There is a lot of news coming in from the San Diego Comic Con. Nestled among the panel discussions and sneak previews of the next few years’ worth of summer blockbusters is the news that Working Title Films has acquired the rights to Astro City, the award winning comic book series created by Kurt Busiek, Brent Anderson and Alex Ross.

While Astro City might not be a recognizable property like Green Lantern or Captain America, there’s a reason the casual movie fan should care about this news — mainly, Astro City is flat-out incredible. The comic, published as a series of miniseries, tells about life in a superhero-filled city. Heroes like Samaritan, Winged Victory, the Hanged Man and Jack-in-the-Box fly through the sky protecting the citizens — all the while experiencing their own emotional hangups and family problems.

Each of the heroes is representative of a larger comic book archetype. For example, Samaritan is your standard-issue Superman stand-in. Under the pen of writer Busiek, though, what could have been a stereotypical character is painted with layer upon layer of depth. Blessed with god-like powers, Samaritan is cursed by a strangling guilt that compels him to be constantly alert and devote every waking moment of his life to saving people.

Since first debuting 15 years ago, Astro City has won twenty Eisner and Harvey Awards. Working Title Films has produced films such as Love Actually, O’ Brother, Where Art Thou? and Shaun of the Dead.

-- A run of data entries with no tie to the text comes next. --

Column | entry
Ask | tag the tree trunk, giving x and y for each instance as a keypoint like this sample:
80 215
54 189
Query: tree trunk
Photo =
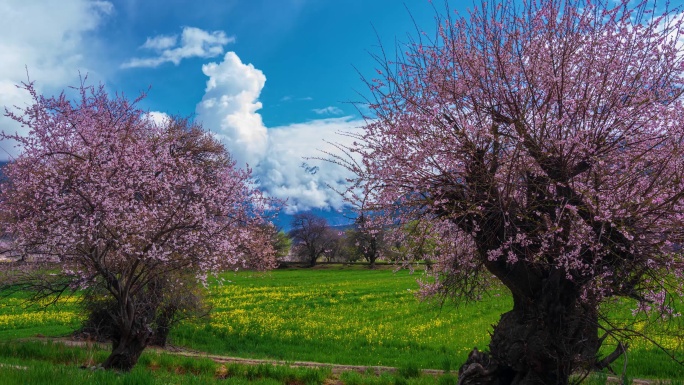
163 323
541 341
126 349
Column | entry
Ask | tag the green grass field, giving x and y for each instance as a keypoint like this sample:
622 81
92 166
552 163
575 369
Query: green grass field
334 315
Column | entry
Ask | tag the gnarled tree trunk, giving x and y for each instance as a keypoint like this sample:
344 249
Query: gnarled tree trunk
127 347
543 340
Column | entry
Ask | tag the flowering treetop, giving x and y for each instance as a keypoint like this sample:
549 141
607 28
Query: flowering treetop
535 138
116 195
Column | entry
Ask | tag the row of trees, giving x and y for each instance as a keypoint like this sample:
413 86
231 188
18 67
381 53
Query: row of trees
313 238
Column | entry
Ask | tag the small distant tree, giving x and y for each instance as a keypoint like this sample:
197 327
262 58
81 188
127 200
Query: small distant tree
541 143
281 242
128 206
311 237
367 239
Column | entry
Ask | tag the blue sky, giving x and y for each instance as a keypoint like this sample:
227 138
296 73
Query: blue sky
272 78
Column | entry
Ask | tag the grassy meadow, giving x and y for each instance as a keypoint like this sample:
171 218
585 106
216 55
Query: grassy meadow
332 314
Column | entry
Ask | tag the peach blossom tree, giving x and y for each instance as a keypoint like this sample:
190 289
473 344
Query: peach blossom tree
538 144
127 206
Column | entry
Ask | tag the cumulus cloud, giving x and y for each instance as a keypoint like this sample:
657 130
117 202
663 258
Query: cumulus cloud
159 118
330 110
229 107
277 155
194 42
287 170
52 41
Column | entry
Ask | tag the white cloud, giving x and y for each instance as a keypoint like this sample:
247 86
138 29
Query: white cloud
229 107
194 42
330 110
160 43
158 117
285 171
52 41
276 155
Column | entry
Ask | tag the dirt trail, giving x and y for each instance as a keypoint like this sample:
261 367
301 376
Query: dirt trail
335 368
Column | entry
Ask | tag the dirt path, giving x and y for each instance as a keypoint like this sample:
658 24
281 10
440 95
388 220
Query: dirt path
335 368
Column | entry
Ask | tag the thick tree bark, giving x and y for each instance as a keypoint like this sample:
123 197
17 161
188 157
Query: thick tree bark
543 340
127 348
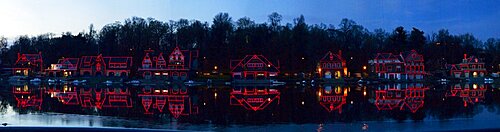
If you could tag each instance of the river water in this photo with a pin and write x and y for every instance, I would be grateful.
(389, 107)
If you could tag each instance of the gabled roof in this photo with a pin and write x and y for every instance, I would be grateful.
(412, 56)
(473, 59)
(31, 58)
(124, 61)
(241, 65)
(388, 56)
(89, 61)
(331, 57)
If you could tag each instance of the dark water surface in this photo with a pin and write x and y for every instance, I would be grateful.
(390, 107)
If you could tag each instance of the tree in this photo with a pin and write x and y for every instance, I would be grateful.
(417, 40)
(274, 19)
(398, 41)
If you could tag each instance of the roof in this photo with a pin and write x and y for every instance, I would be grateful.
(118, 62)
(473, 59)
(241, 65)
(331, 57)
(188, 56)
(23, 59)
(88, 61)
(412, 56)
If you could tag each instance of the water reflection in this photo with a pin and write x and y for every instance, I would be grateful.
(28, 97)
(179, 103)
(254, 98)
(400, 96)
(332, 99)
(262, 104)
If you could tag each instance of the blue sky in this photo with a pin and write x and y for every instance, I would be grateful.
(34, 17)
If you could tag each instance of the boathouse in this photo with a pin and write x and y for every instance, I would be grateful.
(405, 66)
(64, 67)
(253, 67)
(414, 65)
(387, 66)
(105, 66)
(470, 67)
(28, 64)
(332, 66)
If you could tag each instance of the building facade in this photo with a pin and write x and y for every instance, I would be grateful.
(404, 66)
(28, 64)
(387, 66)
(64, 67)
(332, 66)
(253, 67)
(177, 66)
(470, 67)
(105, 66)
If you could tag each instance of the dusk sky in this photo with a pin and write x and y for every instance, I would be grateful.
(34, 17)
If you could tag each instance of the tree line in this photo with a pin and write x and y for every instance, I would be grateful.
(298, 46)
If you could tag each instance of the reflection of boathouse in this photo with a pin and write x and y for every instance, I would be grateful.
(254, 98)
(27, 97)
(176, 99)
(394, 96)
(332, 99)
(65, 94)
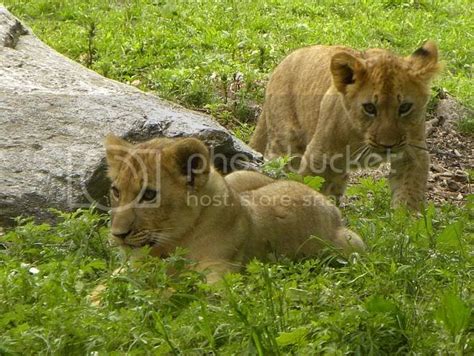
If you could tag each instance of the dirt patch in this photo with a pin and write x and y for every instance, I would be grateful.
(452, 154)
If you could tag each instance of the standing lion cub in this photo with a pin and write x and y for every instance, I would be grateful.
(165, 193)
(337, 108)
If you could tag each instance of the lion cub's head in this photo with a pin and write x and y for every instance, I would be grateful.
(150, 185)
(386, 95)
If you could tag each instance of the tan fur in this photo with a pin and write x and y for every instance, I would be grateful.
(314, 110)
(251, 215)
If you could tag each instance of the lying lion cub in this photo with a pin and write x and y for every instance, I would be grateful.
(338, 108)
(165, 194)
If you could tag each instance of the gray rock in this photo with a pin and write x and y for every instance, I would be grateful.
(54, 114)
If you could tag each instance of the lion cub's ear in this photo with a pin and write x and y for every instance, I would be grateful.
(116, 149)
(191, 159)
(424, 61)
(346, 69)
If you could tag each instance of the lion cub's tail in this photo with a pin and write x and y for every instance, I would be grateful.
(349, 241)
(259, 138)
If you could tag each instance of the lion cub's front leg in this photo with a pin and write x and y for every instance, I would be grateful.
(408, 179)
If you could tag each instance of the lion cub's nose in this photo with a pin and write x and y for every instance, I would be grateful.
(121, 235)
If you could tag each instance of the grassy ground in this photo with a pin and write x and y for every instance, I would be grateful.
(216, 55)
(413, 291)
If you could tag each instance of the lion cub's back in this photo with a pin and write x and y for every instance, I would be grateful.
(287, 213)
(306, 69)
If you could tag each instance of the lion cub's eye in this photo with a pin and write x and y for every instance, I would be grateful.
(148, 195)
(370, 109)
(404, 108)
(115, 192)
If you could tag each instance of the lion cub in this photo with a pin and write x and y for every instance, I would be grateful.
(336, 108)
(165, 193)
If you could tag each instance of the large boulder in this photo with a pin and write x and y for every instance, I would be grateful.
(54, 114)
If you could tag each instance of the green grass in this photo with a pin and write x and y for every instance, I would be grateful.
(216, 55)
(411, 293)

Ben Barenholtz will executive produce the film along with Jonathan Alpers and Kurt Busiek, who is also writing a treatment for the movie.

The Buzz: Astro City comes at a time where audiences are being overwhelmed with comic book and superhero related films. What could help the movie stand out from the crowd, though, is the comics’ structure as an anthology. The fictional city that the story takes place in is packed with a wide range of interesting characters and concepts. I would love to see a connective anthology film in the nature of Go, Trick ‘r’ Treat or Pulp Fiction — but told with superheroes.

Busiek could always decide to center the film around one or two characters instead of trying to retain the book’s varied structure but I hope he and Working Title see the chance to do something unique with Astro City.